Errata: we compare with Exercise 4.5, where we used Fine-Gray models to estimate the cumulative incidence functions for stroke and death without stroke. For the end-point stroke we obtained the following coefficients
\[ \beta_{ESVEA} = 0.593921 \quad \beta_{sex} = 0.379189 \quad \beta_{age} = 0.063347 \quad \beta_{sbp} = 0.010629, \]

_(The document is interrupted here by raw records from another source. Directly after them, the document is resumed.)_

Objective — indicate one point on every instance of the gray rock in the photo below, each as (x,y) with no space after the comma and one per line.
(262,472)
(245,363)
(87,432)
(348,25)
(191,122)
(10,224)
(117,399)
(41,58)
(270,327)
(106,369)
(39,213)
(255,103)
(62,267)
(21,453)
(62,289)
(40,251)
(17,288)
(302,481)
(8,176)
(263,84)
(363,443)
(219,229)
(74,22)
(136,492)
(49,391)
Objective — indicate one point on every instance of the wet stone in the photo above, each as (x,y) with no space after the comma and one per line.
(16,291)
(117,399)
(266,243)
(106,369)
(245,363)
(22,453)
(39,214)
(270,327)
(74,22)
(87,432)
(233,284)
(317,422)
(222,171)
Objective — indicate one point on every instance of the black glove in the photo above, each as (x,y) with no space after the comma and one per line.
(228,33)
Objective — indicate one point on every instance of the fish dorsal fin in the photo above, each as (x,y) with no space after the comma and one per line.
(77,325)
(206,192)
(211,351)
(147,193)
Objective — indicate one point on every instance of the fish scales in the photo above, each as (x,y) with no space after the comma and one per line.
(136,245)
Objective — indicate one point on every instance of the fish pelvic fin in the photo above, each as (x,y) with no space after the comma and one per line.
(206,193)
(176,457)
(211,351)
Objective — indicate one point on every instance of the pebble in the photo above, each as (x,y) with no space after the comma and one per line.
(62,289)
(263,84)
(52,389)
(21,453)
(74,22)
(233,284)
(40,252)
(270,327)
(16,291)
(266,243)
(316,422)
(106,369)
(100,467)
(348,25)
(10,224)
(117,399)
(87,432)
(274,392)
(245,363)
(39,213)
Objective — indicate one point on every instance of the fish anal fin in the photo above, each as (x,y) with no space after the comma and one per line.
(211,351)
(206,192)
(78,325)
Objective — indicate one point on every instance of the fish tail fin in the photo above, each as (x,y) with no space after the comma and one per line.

and for death without stroke we obtained the following coefficients
\[ \beta_{ESVEA} = -0.006269 \quad \beta_{sex} = 0.530219 \quad \beta_{age} = 0.066495 \quad \beta_{sbp} = 0.001601.\]
The estimates of the coefficients are quite different for the Fine-Gray model and the model based on pseudo observations for both end-points. This is likely due to the fact that the Fine-Gray model assumes that the linear predictor has the same association with the cumulative incidence at all time points. We also notice that only one of the covariates in each model using pseudo values (age in the case of stroke and systolic blood pressure in the case of death without stroke) are associated with \(p\)-values smaller than 0.05.
Comparison with Exercise 5.8 is not meaningful - sorry!